Tem muita gente que, inclusive, ainda não sabe que vocês são brasileiros, né? Um daqueles casos que todo mundo ouve, mas não desconfia que saiu daqui. 

Zegon: É divertido. O Tropkillaz começou como uma brincadeira, com nada planejado, era por hobby. Explodimos primeiro na Rússia! Recebemos convites para ir para lá, eram vários tuítes que recebíamos em russo. Até dois anos e meio, nosso público era 70% formado por estrangeiros. Agora inverteu. Mas é verdade, até hoje tem gente que não sabe [risos].

Com a colaboração com a Anitta em “Vai Malandra”, o trabalho de vocês atingiu um público muito maior, fora do nicho. Como foi participar desse projeto?

Laudz: Foi muito legal. Era algo que a gente sempre conversava, tinha essa ideia há bastante tempo. Fluiu muito bem. Mudou tudo para nós.

Zegon: A Anitta é vanguarda. Já estava ligada no nosso trabalho lá atrás, mandou mensagem para a gente sem intermediário. Bateu a vibe, somos muito gratos a ela. Foi a primeira artista mainstream a fazer funk com trap. Mesmo lá fora, ela foi vanguarda. As pessoas se perguntam por que tem aquele trecho em inglês na música. Tem porque a Anitta está anos luz à frente.

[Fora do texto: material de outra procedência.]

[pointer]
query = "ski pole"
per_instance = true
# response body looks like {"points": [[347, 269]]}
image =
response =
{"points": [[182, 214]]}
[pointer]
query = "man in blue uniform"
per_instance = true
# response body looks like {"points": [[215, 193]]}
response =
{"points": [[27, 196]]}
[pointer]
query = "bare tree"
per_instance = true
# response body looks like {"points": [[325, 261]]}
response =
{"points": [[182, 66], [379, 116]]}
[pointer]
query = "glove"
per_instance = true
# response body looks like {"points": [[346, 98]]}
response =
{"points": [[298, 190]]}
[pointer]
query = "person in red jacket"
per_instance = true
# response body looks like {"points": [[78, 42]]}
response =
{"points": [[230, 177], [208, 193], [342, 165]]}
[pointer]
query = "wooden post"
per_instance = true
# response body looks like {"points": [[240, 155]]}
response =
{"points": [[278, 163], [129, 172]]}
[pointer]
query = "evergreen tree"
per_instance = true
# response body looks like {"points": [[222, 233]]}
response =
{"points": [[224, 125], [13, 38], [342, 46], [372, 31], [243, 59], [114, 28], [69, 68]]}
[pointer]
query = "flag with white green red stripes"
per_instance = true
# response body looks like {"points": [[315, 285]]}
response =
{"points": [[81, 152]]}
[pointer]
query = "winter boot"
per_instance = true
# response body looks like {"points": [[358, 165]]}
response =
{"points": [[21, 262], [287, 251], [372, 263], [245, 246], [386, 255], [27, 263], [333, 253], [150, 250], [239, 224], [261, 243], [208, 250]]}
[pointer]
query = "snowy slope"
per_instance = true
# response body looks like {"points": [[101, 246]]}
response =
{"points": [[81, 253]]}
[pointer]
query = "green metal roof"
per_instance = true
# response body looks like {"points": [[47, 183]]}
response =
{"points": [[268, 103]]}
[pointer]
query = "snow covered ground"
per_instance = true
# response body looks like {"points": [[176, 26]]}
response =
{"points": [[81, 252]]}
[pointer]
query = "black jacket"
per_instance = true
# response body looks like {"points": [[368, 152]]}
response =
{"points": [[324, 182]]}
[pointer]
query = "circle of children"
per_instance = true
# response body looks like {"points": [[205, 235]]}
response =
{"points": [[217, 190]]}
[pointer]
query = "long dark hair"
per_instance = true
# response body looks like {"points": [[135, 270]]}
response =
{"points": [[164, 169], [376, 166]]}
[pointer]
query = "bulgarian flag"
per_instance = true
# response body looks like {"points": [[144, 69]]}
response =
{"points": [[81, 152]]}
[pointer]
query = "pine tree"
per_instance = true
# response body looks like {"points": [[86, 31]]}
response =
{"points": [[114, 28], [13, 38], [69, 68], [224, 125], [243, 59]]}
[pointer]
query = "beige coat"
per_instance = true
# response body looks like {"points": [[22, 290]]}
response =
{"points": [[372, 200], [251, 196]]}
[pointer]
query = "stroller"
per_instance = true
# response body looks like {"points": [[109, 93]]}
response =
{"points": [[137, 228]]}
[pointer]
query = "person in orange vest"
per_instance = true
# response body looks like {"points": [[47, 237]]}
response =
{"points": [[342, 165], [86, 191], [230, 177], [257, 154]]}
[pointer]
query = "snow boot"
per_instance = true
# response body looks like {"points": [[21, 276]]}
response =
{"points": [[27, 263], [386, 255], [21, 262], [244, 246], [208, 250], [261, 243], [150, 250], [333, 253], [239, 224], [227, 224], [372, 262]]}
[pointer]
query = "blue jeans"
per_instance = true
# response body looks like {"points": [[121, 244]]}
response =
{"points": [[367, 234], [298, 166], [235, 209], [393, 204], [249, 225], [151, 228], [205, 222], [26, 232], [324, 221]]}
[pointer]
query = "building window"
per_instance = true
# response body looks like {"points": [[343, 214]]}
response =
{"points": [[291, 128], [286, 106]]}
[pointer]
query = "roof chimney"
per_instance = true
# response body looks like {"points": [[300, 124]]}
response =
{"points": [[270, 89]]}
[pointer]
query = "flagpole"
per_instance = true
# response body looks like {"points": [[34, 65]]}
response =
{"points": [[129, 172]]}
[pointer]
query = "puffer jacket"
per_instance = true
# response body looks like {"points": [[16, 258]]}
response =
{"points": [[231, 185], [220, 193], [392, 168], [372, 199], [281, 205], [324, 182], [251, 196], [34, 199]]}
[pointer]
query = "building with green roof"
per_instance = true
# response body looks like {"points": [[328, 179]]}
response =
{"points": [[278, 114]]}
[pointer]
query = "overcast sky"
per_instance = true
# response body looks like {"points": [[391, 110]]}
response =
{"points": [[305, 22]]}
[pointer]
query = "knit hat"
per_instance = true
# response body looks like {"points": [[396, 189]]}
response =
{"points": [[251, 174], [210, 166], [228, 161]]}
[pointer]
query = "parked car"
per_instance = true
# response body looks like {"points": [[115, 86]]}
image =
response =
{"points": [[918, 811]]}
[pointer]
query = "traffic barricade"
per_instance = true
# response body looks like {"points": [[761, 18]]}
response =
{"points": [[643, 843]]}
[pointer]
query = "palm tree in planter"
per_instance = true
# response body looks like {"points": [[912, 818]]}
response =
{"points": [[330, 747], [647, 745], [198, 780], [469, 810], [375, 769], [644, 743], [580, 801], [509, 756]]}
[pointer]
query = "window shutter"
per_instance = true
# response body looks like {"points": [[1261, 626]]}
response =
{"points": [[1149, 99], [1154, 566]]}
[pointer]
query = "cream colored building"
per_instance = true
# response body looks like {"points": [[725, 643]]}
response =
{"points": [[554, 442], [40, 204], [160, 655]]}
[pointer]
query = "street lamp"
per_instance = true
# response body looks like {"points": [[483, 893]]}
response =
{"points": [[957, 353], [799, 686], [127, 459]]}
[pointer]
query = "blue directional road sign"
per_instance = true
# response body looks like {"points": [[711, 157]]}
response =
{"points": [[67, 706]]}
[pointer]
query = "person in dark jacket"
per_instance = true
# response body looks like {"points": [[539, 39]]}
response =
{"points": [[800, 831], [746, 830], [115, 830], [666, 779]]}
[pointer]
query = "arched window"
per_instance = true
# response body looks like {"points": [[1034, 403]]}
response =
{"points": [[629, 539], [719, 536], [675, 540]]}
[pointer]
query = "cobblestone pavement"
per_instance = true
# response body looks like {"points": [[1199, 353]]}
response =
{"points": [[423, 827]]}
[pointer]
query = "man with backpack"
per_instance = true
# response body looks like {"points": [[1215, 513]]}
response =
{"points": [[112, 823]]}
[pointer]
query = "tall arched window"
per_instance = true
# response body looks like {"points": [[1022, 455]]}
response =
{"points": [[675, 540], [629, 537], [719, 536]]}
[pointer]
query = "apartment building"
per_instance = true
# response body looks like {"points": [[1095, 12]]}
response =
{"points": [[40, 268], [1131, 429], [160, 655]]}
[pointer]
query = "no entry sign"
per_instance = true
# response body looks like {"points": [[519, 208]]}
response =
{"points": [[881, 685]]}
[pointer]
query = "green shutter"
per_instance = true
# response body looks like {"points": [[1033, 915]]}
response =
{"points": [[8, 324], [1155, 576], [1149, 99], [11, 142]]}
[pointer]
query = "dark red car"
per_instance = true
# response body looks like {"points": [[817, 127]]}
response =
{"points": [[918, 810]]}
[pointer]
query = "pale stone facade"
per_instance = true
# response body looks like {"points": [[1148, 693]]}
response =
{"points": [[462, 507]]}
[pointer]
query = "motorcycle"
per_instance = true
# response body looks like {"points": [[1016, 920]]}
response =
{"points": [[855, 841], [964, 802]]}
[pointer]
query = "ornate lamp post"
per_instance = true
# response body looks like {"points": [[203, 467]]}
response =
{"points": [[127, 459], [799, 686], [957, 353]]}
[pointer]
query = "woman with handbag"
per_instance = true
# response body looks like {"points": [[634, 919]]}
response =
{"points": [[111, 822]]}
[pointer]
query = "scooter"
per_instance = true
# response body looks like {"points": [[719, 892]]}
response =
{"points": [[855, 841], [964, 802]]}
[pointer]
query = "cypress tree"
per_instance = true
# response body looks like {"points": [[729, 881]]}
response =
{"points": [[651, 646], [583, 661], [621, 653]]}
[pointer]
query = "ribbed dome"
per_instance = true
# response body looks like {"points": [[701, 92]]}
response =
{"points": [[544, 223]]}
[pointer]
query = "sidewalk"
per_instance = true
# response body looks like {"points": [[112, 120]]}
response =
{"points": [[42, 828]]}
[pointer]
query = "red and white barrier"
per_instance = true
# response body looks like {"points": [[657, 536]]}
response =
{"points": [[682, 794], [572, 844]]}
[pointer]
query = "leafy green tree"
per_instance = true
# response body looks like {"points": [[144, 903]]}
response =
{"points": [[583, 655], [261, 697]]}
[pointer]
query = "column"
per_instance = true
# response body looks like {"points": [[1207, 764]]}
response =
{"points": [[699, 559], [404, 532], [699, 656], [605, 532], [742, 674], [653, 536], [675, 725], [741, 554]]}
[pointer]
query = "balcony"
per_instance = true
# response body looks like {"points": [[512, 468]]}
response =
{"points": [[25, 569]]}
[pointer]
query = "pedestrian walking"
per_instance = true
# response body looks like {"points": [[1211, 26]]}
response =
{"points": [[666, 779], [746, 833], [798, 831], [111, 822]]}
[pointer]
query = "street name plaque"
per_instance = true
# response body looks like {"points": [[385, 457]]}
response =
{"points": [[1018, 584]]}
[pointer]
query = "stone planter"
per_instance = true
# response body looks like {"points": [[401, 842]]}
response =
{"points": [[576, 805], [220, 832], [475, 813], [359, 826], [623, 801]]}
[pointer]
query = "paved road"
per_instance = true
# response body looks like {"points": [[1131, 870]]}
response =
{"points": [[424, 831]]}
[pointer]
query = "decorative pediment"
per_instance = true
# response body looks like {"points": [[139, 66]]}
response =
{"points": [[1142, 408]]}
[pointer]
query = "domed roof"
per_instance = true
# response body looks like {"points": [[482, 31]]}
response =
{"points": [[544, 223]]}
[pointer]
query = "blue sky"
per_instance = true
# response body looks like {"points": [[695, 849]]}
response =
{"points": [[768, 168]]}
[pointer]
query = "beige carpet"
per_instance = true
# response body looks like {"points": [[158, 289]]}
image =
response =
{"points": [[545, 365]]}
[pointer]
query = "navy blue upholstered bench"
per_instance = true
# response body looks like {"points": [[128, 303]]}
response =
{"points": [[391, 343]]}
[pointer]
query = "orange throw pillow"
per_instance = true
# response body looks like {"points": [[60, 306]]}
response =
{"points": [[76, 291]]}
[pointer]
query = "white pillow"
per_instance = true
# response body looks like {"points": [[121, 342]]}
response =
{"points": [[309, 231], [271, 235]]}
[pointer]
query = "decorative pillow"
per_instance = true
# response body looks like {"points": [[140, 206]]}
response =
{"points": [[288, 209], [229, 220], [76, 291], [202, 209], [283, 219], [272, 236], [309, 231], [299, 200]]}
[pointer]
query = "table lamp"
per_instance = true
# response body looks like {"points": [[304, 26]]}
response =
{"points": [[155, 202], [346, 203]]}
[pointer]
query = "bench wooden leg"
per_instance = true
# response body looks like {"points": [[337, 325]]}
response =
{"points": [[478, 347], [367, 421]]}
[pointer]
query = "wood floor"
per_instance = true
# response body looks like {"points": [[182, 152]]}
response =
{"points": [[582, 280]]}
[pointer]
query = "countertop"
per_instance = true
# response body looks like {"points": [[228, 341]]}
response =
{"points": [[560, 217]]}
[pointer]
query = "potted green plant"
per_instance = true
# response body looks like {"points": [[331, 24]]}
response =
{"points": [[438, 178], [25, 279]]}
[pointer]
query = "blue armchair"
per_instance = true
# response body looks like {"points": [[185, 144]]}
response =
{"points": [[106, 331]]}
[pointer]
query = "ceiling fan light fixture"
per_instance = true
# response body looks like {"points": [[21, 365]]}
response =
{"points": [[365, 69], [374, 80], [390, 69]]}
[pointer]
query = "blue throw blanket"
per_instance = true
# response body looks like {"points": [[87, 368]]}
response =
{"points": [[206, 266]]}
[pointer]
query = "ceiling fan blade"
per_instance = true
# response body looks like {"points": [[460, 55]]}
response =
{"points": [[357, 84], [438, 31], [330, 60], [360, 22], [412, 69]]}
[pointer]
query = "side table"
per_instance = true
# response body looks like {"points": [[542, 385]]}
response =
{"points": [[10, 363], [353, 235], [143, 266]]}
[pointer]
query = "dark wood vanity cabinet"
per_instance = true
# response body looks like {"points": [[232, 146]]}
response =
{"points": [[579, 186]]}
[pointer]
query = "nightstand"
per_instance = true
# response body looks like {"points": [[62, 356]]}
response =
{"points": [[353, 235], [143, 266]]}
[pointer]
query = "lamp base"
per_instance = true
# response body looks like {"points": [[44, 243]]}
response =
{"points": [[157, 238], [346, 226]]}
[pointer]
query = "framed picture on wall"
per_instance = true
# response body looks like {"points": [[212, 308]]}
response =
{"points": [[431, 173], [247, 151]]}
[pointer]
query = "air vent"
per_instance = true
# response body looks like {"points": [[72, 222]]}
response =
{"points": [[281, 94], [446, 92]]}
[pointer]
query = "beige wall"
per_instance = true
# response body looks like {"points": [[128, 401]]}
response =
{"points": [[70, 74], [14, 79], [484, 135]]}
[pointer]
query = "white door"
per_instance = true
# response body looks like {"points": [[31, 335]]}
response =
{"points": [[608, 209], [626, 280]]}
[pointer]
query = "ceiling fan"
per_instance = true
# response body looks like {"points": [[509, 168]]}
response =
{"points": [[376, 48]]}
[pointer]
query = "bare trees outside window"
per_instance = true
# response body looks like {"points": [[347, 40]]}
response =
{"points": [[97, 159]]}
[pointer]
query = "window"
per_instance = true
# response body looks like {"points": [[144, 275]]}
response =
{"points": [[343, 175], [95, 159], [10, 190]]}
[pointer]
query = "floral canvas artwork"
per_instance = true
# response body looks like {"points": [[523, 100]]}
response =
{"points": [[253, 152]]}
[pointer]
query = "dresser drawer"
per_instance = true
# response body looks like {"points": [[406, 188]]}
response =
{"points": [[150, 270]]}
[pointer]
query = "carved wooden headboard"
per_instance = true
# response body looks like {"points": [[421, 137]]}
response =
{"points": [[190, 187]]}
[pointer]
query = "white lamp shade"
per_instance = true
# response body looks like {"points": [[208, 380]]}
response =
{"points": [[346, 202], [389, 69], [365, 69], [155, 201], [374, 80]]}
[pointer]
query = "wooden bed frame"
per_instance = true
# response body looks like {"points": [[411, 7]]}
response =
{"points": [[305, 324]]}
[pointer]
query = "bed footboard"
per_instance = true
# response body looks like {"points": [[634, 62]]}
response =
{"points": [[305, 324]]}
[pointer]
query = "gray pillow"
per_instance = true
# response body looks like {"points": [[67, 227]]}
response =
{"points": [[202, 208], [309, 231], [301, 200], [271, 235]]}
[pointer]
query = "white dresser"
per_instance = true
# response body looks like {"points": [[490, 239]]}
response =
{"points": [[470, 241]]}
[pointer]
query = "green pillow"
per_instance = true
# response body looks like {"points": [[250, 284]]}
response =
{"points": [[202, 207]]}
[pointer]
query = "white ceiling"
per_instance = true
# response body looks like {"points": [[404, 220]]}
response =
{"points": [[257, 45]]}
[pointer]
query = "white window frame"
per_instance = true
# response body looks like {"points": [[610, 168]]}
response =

A recente parceria com o Aloe Blacc, "Milk & Honey", já acumula bons números nas plataformas digitais. Como foi trabalhar com ele?

Zegon: Nosso som era de nicho para o público do trap, do eletrônico. O Aloe é um grande hitmaker, um compositor absurdo. Foi um desafio manter a nossa identidade e ser radiofônico ao mesmo tempo. Tem uma letra bonita, uma melodia boa, passa uma mensagem. É só uma prévia do que temos engatilhado para esse ano. Não é uma mudança, é uma evolução.